I say send him away camping and you and your daughter have some good girl time. Lock him out if you have to!!!

...the way I see it, you can either run from it, or learn from it. - The Lion King

Amazed's picture

my dh pulls a similar stunt. He expected ChooChoo and I to putz around til him and sd11 got back from her various activities then we'd all do something family oriented. I threw a fit bc, what if I want to be out longer with ChooChoo without a damned time limit just bc you and your kid have finally arrived back home???? That means I'm suppose to rush back just to meet you there?? seriously...annoying.

He does the same thing with our vacation house...if choochoo and I don't want to go NO one goes. It's so stupid. BUT we'd be bitching if they didn't want us around so I just do my thing and try not to adhere to sd11's schedule anymore and I refuse to fight with DH about "why weren't you guys back sooner we could have done something when I got back from taking sd to xyz activities..." I just let it go now.

I think you're perfectly within your right to make a choice to stay home with your kid if you want to. He's probably in panic mode at the thought of spending so much one on one time with his kids...MY Dh likes ChooChoo and me around as sort of a "parental buffer" for sd11. She hassles him less, whines less,babytalks less,etc...when others are around.
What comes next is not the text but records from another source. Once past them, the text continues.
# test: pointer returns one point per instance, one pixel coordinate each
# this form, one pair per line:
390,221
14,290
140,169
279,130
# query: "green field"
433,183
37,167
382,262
Plus she needs round the clock stimulation due to inability to entertain herself so having others around takes pressure off him to entertain her and be interested in her constantly.

Work out your own salvation. Do not depend on others. ~Buddha

Kb3Hooah's picture

He may have taken it personally. Both DH and I agree that spending some quality time alone with each of our own kids is important and sometimes quite serene! We agreed that when we moved in together that we would set aside some time for each of us to have our time alone with our own kids. Sometimes when DH decides he wants to do something with just his children, I kinda take it personal, asking myself well why don't you want *us* to go??? But that's just my emotional side getting the best of me, I enjoy spending alone time with my kids, so he should be able to do the same. Or it could also be that he would like some adult companionship. The best memories I have of camping were late at night when the kids had fallen asleep, and the adults were out by the campfire laughing and talking. Great memories!

___________________________________________________________________________
“Unless commitment is made, there are only promises and hopes; but no plans.”

AllSmiles's picture

I agree with you. My solution would be like this:

Me: Ok, hon. We'll meet you there.

Me: Sorry, babe, we're running soo late.

Me: I'm beat. We are going to come in the morning.
etc.etc.etc.

I'm pure evil. Smile

"Courage is fear holding on a minute longer." General George S. Patton

Squillion's picture

I agree with you. Smile

But that may not help your case around here Wink

Spend some QT with your respective children... not everything has to be the "WE ARE A FAMILYYYYYY" show.

monklas's picture

I would get the same kind of treatment. Recently, I was told I did not bond with his kids. That is why he didn't have feelings for me anymore and we recently split. I would take my daughter to a movie on Sundays now and then, without his kids because she is 20 and likes r-rated veryscary slasher type. He took it as , we didn't want to be with him and his kids. I thought I was being loving to him and his children by allowing them quality time together with Dad. Little did I know that this would blow up in my face.